READ MORE: George Floyd case: Minnesota judge denies motion to reconsider live stream for trial of 3 former officers

(credit: CBS)

“Judges as judges [Peter] Cahill decided that if we were going to have meaningful public access, we had to have cameras in the courtroom,” Kirtley said.
And the news media – including WCCO – have played a big role in that change.

“It didn’t happen with a, you know, machine vision from Judge Cahill,” she said.

In most states, the issue of cameras in courts is decided by the state legislature. But not in Minnesota. The courts make that call.

It’s a different story at the federal level, where courtroom sketches are the norm — most recently on display at Ghislane Maxwell’s trial. And that’s what we’ll see next week in the federal civil rights trial of Thomas Lane, J. Alexander Keung and Tou Thao.

“Cameras are not permitted in federal trial courts,” Kirtley said.
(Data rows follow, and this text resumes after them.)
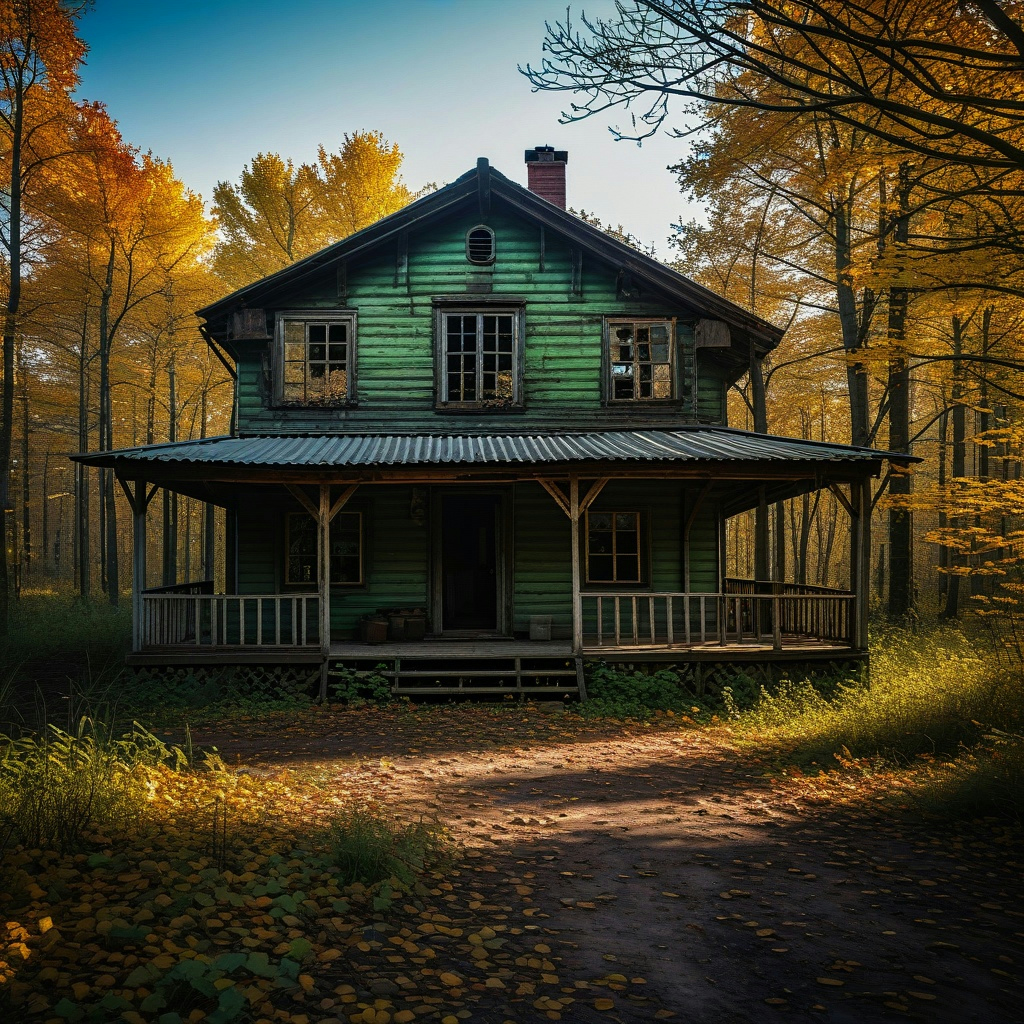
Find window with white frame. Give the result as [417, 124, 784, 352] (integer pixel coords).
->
[285, 512, 362, 587]
[606, 319, 675, 402]
[278, 313, 355, 406]
[587, 510, 643, 584]
[438, 309, 522, 409]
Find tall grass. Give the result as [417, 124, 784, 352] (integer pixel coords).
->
[328, 805, 451, 886]
[726, 627, 1024, 815]
[0, 718, 185, 854]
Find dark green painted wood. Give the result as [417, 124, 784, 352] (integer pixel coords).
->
[239, 480, 718, 640]
[239, 203, 725, 433]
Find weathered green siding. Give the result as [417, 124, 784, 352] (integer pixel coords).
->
[239, 204, 737, 433]
[239, 480, 718, 639]
[512, 483, 572, 636]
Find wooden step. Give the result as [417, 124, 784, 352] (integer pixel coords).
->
[328, 655, 587, 699]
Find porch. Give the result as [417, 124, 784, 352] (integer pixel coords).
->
[131, 579, 855, 664]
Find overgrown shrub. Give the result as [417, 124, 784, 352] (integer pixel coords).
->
[130, 665, 314, 721]
[328, 804, 452, 886]
[0, 719, 185, 853]
[0, 594, 131, 669]
[329, 665, 394, 708]
[726, 627, 1024, 816]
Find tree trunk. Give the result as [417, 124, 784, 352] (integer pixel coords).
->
[22, 357, 32, 583]
[888, 163, 913, 620]
[833, 202, 868, 446]
[75, 304, 92, 599]
[99, 239, 121, 608]
[164, 353, 178, 587]
[940, 316, 967, 618]
[0, 82, 25, 637]
[937, 405, 949, 597]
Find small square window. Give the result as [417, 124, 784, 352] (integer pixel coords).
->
[605, 319, 676, 402]
[278, 313, 355, 407]
[438, 309, 522, 409]
[285, 512, 362, 587]
[587, 511, 643, 584]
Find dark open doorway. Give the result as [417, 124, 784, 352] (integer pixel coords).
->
[440, 495, 501, 632]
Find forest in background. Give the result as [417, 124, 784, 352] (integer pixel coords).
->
[0, 0, 1024, 643]
[0, 0, 413, 631]
[524, 0, 1024, 621]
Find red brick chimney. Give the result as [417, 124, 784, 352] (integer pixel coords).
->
[526, 145, 569, 210]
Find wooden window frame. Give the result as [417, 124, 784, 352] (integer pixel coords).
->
[601, 316, 683, 409]
[273, 309, 358, 409]
[434, 303, 525, 413]
[284, 509, 367, 588]
[583, 508, 650, 590]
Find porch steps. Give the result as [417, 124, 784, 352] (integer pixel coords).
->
[328, 655, 587, 699]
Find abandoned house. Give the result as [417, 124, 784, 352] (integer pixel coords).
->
[76, 146, 909, 693]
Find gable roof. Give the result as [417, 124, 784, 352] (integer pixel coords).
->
[198, 157, 783, 353]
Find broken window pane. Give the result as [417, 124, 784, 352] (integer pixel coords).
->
[608, 321, 673, 401]
[587, 512, 641, 584]
[443, 312, 518, 406]
[281, 318, 352, 406]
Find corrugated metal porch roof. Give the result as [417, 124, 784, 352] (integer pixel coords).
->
[72, 426, 919, 469]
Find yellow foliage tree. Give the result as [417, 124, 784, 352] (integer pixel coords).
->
[213, 132, 413, 289]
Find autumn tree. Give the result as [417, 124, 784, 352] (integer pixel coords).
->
[38, 105, 212, 604]
[213, 132, 414, 288]
[0, 0, 85, 636]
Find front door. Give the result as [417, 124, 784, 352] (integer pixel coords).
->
[440, 494, 501, 633]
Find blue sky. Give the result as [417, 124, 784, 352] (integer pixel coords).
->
[70, 0, 693, 258]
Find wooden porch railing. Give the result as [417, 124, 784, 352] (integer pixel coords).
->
[582, 591, 854, 648]
[140, 585, 319, 649]
[725, 577, 852, 597]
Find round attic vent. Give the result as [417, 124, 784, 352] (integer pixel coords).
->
[466, 224, 495, 263]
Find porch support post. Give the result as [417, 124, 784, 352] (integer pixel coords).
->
[536, 473, 610, 654]
[718, 505, 739, 647]
[569, 473, 581, 654]
[118, 477, 157, 653]
[311, 483, 358, 700]
[316, 483, 331, 700]
[850, 477, 871, 650]
[131, 480, 146, 653]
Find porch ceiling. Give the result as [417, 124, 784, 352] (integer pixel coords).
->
[72, 426, 920, 486]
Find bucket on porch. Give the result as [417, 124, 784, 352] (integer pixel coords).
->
[359, 615, 387, 643]
[529, 615, 551, 640]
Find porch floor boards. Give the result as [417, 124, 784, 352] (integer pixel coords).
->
[126, 636, 866, 667]
[331, 637, 572, 660]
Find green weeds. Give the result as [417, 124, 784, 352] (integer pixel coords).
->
[328, 805, 451, 887]
[724, 627, 1024, 817]
[580, 662, 710, 719]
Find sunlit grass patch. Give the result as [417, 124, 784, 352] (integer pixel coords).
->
[0, 718, 185, 853]
[727, 628, 1024, 815]
[328, 804, 452, 886]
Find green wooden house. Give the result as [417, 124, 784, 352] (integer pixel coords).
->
[77, 147, 905, 691]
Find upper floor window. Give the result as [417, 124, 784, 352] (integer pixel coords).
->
[278, 312, 355, 406]
[466, 224, 495, 263]
[606, 319, 676, 401]
[438, 309, 522, 409]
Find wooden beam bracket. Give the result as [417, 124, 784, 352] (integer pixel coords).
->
[828, 480, 857, 519]
[285, 483, 319, 519]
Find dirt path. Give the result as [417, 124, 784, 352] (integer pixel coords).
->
[190, 707, 1024, 1024]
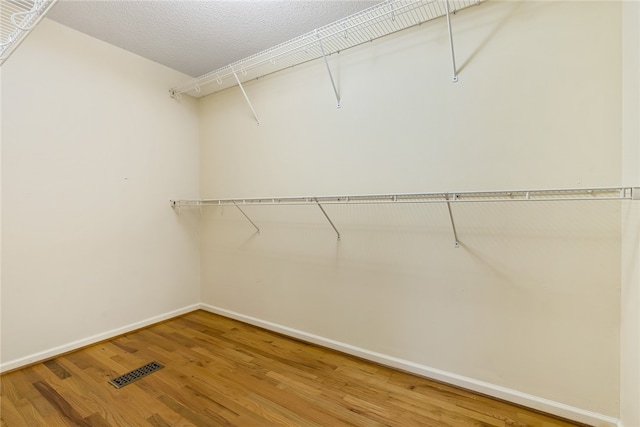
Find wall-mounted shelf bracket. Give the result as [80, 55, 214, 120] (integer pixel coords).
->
[233, 70, 260, 126]
[444, 0, 458, 82]
[316, 30, 340, 108]
[233, 202, 260, 234]
[314, 199, 340, 240]
[445, 194, 460, 248]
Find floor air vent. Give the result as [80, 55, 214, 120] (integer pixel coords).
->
[109, 362, 164, 388]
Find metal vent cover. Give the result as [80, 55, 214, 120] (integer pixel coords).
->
[109, 361, 164, 388]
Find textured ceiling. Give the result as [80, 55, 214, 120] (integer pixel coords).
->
[47, 0, 379, 77]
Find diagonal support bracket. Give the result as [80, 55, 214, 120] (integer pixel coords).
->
[233, 202, 260, 234]
[233, 71, 260, 126]
[316, 30, 340, 108]
[444, 0, 458, 82]
[446, 194, 460, 248]
[314, 199, 340, 240]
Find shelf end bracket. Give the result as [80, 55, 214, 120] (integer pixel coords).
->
[447, 194, 460, 248]
[233, 202, 260, 234]
[314, 199, 340, 240]
[444, 0, 458, 83]
[316, 30, 340, 108]
[232, 70, 260, 126]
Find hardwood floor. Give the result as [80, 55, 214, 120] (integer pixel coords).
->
[0, 311, 577, 427]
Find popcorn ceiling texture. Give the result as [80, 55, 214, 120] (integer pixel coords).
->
[47, 0, 378, 77]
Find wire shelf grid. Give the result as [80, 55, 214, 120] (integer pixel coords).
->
[170, 0, 480, 98]
[0, 0, 57, 65]
[171, 187, 640, 208]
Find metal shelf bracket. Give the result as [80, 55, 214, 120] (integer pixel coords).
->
[316, 30, 340, 108]
[314, 199, 340, 240]
[233, 69, 260, 126]
[444, 0, 458, 83]
[233, 202, 260, 234]
[445, 194, 460, 248]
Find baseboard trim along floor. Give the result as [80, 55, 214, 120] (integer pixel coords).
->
[200, 304, 623, 427]
[0, 304, 200, 373]
[0, 304, 623, 427]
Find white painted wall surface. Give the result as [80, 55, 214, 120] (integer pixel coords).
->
[620, 1, 640, 427]
[200, 2, 622, 419]
[2, 20, 200, 369]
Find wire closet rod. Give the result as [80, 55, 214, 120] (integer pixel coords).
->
[170, 187, 640, 208]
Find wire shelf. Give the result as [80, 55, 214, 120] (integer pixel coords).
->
[171, 187, 640, 208]
[0, 0, 57, 66]
[170, 0, 480, 98]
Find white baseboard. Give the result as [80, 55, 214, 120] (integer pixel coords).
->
[0, 304, 200, 373]
[200, 304, 622, 427]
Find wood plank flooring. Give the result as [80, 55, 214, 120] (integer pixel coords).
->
[0, 311, 578, 427]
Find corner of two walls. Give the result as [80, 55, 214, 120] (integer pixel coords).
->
[0, 19, 200, 370]
[199, 2, 622, 424]
[620, 2, 640, 427]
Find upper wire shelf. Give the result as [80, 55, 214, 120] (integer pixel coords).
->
[171, 187, 640, 208]
[169, 0, 480, 98]
[0, 0, 57, 66]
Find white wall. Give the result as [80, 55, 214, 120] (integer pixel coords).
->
[620, 2, 640, 427]
[200, 2, 622, 421]
[2, 20, 200, 369]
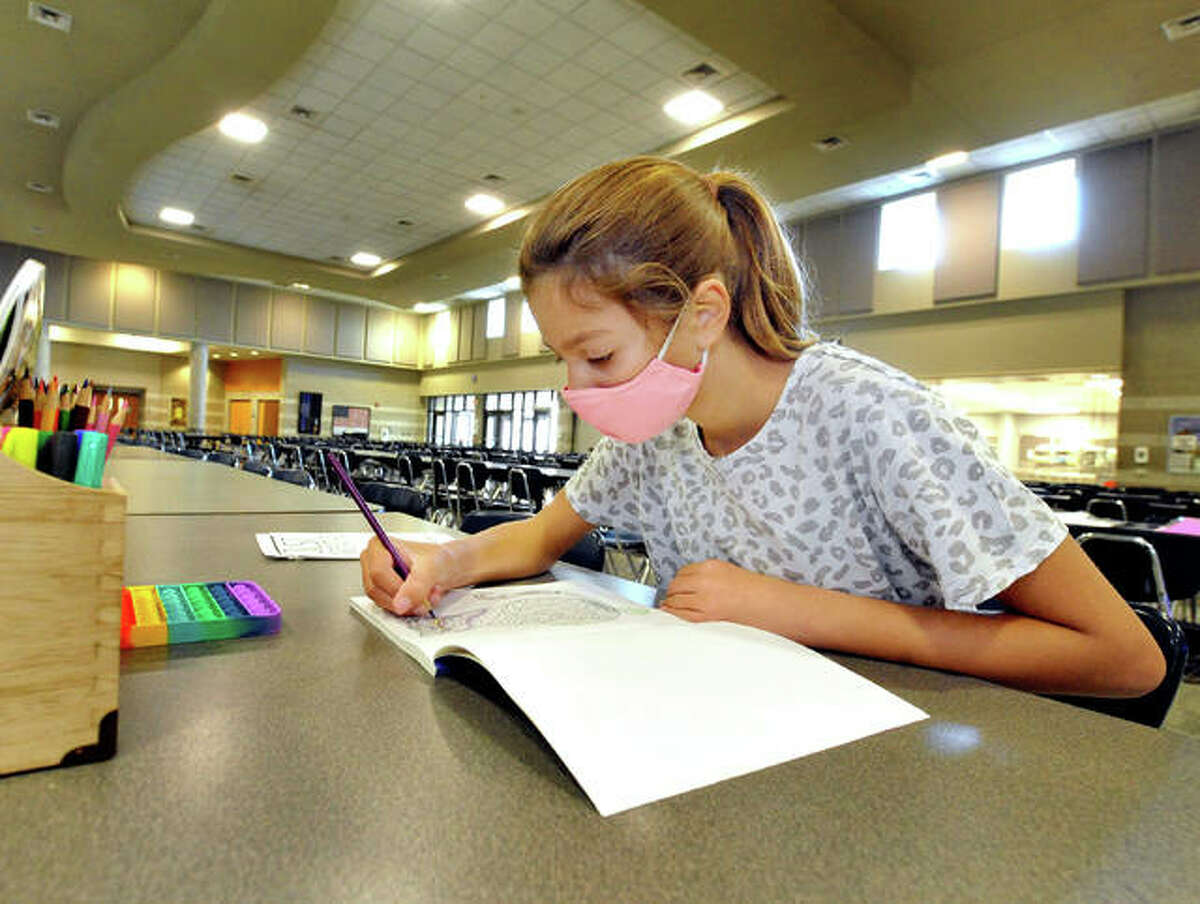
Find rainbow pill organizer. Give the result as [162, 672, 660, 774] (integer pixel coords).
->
[121, 581, 280, 649]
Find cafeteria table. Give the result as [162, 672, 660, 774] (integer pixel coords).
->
[104, 445, 369, 516]
[7, 504, 1200, 904]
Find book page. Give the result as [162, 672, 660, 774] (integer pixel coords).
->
[254, 531, 454, 559]
[352, 582, 926, 815]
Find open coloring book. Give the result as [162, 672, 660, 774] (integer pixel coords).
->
[350, 581, 926, 816]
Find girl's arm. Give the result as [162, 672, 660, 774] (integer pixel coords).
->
[360, 492, 593, 615]
[664, 537, 1166, 696]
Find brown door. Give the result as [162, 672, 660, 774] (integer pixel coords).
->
[258, 399, 280, 436]
[229, 399, 254, 436]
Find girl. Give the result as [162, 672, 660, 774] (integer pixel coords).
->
[362, 157, 1165, 696]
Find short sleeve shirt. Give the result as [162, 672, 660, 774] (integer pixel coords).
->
[565, 342, 1067, 611]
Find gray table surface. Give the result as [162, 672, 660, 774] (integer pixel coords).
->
[0, 514, 1200, 904]
[104, 447, 364, 516]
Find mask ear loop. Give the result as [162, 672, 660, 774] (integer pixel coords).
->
[656, 298, 708, 370]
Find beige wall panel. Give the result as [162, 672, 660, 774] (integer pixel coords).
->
[367, 307, 396, 364]
[271, 292, 305, 352]
[335, 305, 367, 358]
[233, 283, 271, 348]
[934, 175, 1000, 301]
[158, 270, 196, 337]
[470, 301, 484, 361]
[113, 264, 157, 333]
[1000, 243, 1079, 298]
[304, 298, 337, 354]
[392, 313, 420, 367]
[67, 257, 113, 329]
[1117, 282, 1200, 490]
[838, 291, 1124, 379]
[196, 276, 233, 342]
[280, 358, 425, 441]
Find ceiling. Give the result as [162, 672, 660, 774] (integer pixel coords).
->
[0, 0, 1200, 306]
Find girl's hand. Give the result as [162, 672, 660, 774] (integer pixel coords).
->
[661, 558, 800, 634]
[359, 537, 457, 615]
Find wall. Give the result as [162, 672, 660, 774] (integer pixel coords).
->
[50, 342, 226, 432]
[280, 358, 425, 441]
[1117, 282, 1200, 490]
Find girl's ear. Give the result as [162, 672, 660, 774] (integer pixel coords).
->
[691, 274, 733, 348]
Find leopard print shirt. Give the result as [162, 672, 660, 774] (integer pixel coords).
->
[565, 342, 1067, 611]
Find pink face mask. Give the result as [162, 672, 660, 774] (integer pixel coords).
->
[563, 304, 708, 443]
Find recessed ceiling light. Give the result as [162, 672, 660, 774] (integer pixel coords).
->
[925, 151, 970, 173]
[158, 208, 196, 226]
[25, 109, 62, 128]
[662, 88, 725, 126]
[463, 192, 504, 216]
[217, 113, 266, 144]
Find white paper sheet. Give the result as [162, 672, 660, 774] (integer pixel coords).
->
[254, 531, 454, 559]
[352, 585, 926, 816]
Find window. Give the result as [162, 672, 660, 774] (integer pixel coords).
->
[521, 301, 540, 333]
[1000, 157, 1079, 251]
[425, 395, 475, 445]
[487, 295, 505, 339]
[877, 192, 937, 270]
[484, 389, 558, 453]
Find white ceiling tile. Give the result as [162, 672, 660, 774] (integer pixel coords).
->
[545, 60, 596, 94]
[607, 13, 673, 55]
[426, 2, 487, 41]
[404, 25, 461, 60]
[575, 41, 634, 76]
[470, 22, 526, 59]
[425, 65, 478, 95]
[325, 49, 374, 82]
[368, 46, 438, 84]
[511, 41, 566, 77]
[538, 19, 596, 56]
[445, 44, 499, 78]
[337, 26, 398, 62]
[497, 0, 558, 37]
[307, 70, 356, 100]
[571, 0, 634, 35]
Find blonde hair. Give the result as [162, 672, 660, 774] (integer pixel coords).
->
[520, 156, 815, 360]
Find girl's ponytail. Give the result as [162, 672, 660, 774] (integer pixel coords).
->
[518, 157, 815, 360]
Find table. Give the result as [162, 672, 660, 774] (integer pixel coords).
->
[104, 447, 369, 516]
[0, 504, 1200, 904]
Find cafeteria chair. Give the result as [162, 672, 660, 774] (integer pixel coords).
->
[1046, 603, 1188, 729]
[379, 485, 430, 519]
[1076, 532, 1171, 617]
[271, 468, 317, 490]
[241, 459, 271, 477]
[509, 467, 546, 514]
[1086, 499, 1129, 521]
[458, 509, 604, 571]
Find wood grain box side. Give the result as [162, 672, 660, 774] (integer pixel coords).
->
[0, 456, 126, 776]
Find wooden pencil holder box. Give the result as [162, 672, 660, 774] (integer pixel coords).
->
[0, 455, 125, 776]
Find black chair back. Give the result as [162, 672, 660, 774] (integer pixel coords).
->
[1079, 533, 1171, 612]
[380, 486, 430, 519]
[1051, 603, 1188, 729]
[271, 468, 317, 490]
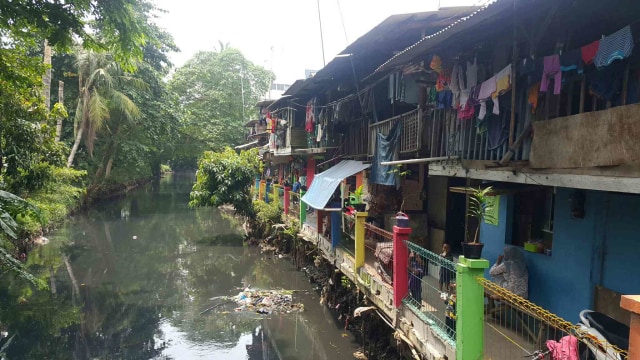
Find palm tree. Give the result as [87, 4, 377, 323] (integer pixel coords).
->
[67, 50, 140, 167]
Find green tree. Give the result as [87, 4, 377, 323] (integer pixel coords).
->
[0, 0, 156, 70]
[170, 47, 274, 155]
[189, 147, 260, 216]
[67, 50, 140, 167]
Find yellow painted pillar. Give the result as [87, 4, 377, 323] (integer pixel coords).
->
[273, 184, 280, 204]
[354, 211, 369, 270]
[258, 180, 267, 200]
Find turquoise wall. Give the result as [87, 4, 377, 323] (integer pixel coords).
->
[480, 188, 640, 322]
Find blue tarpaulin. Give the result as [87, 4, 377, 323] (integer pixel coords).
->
[302, 160, 370, 209]
[369, 121, 402, 186]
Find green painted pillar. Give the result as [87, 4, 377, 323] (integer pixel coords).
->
[354, 211, 369, 270]
[300, 190, 307, 224]
[456, 256, 489, 360]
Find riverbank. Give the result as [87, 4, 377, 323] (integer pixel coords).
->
[11, 174, 165, 258]
[249, 231, 406, 360]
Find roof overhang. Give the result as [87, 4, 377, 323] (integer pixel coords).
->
[234, 140, 258, 150]
[375, 0, 513, 72]
[301, 160, 371, 209]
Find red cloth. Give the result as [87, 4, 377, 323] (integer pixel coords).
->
[304, 100, 315, 133]
[580, 40, 600, 65]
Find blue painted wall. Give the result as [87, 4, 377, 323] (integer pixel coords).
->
[480, 188, 640, 322]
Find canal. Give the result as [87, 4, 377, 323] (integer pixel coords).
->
[0, 175, 359, 360]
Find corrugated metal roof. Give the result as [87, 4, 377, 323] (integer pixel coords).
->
[302, 160, 371, 209]
[234, 140, 258, 150]
[285, 6, 478, 98]
[375, 0, 512, 72]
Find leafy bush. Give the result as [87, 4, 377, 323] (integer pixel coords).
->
[189, 147, 260, 217]
[16, 167, 86, 236]
[160, 164, 172, 174]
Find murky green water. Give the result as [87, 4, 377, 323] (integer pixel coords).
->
[0, 175, 357, 360]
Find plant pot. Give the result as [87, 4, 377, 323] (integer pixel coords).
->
[462, 243, 484, 259]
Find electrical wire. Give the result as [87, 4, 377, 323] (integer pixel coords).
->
[336, 0, 349, 46]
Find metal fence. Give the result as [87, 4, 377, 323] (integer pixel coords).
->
[364, 223, 393, 284]
[425, 104, 531, 161]
[477, 278, 628, 360]
[369, 109, 422, 155]
[403, 241, 456, 346]
[289, 191, 300, 219]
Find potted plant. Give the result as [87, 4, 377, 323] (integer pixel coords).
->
[349, 185, 367, 211]
[462, 186, 493, 259]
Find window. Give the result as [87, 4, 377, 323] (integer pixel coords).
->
[511, 187, 555, 250]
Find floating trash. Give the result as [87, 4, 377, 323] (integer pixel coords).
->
[232, 288, 304, 314]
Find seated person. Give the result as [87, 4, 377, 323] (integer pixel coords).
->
[488, 246, 529, 313]
[489, 246, 529, 299]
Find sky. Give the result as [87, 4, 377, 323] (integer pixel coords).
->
[155, 0, 480, 84]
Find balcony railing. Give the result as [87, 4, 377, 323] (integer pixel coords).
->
[289, 191, 300, 219]
[364, 223, 393, 284]
[425, 109, 531, 161]
[369, 108, 422, 156]
[340, 213, 356, 256]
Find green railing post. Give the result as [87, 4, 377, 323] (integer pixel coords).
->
[456, 256, 489, 360]
[299, 190, 307, 228]
[354, 211, 369, 271]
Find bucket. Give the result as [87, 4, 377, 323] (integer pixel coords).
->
[396, 212, 409, 228]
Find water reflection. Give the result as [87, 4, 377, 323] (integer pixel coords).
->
[0, 173, 356, 360]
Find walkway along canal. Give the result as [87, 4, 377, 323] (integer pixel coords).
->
[0, 175, 400, 360]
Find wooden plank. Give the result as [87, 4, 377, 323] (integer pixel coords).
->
[529, 104, 640, 168]
[429, 164, 640, 194]
[578, 75, 587, 114]
[622, 63, 631, 105]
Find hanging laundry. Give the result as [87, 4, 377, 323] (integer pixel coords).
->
[266, 113, 275, 134]
[436, 70, 451, 91]
[466, 58, 478, 89]
[427, 86, 438, 104]
[527, 82, 540, 114]
[436, 90, 453, 109]
[304, 98, 316, 133]
[593, 25, 633, 67]
[458, 85, 481, 120]
[460, 90, 471, 109]
[449, 64, 464, 108]
[429, 55, 442, 74]
[458, 103, 476, 120]
[478, 76, 496, 101]
[486, 109, 509, 150]
[580, 40, 600, 65]
[540, 55, 562, 95]
[492, 64, 511, 99]
[589, 61, 625, 100]
[560, 49, 583, 74]
[467, 85, 482, 106]
[478, 76, 496, 119]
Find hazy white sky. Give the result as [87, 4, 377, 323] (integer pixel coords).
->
[155, 0, 478, 84]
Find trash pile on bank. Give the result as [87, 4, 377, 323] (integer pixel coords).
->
[231, 288, 304, 314]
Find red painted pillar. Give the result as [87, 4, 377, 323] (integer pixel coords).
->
[316, 210, 324, 235]
[284, 186, 291, 215]
[307, 159, 316, 188]
[393, 226, 411, 308]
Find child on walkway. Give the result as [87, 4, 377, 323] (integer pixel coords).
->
[439, 243, 453, 293]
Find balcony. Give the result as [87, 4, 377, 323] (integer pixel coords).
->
[425, 109, 531, 161]
[369, 108, 422, 156]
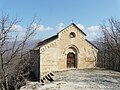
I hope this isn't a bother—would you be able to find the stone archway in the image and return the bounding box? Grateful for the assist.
[64,45,79,68]
[67,52,76,68]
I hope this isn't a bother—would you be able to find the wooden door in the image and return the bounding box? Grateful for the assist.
[67,53,75,68]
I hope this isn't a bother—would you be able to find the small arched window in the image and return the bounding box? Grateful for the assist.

And there hasn’t been much movement to change that, but the Minnesota Supreme Court has asked a committee to consider expanding the camera rules.

“There was a huge shift in tone,” Kirtley said. “I’m not saying it’s 100 per cent, but I think compared to where we were in 2014, for example, it’s a seismic shift.”

NO MORE NEWS: 3 former MPD officers will stand trial on January 20 for the death of George Floyd

This committee, which advises the Supreme Court, must submit recommendations by July. In the meantime, it’s still up to the judge to give final approval on the finer details, like which witnesses will appear on camera, whether it can be broadcast live, or where the cameras are placed to best protect the anonymity of the jury.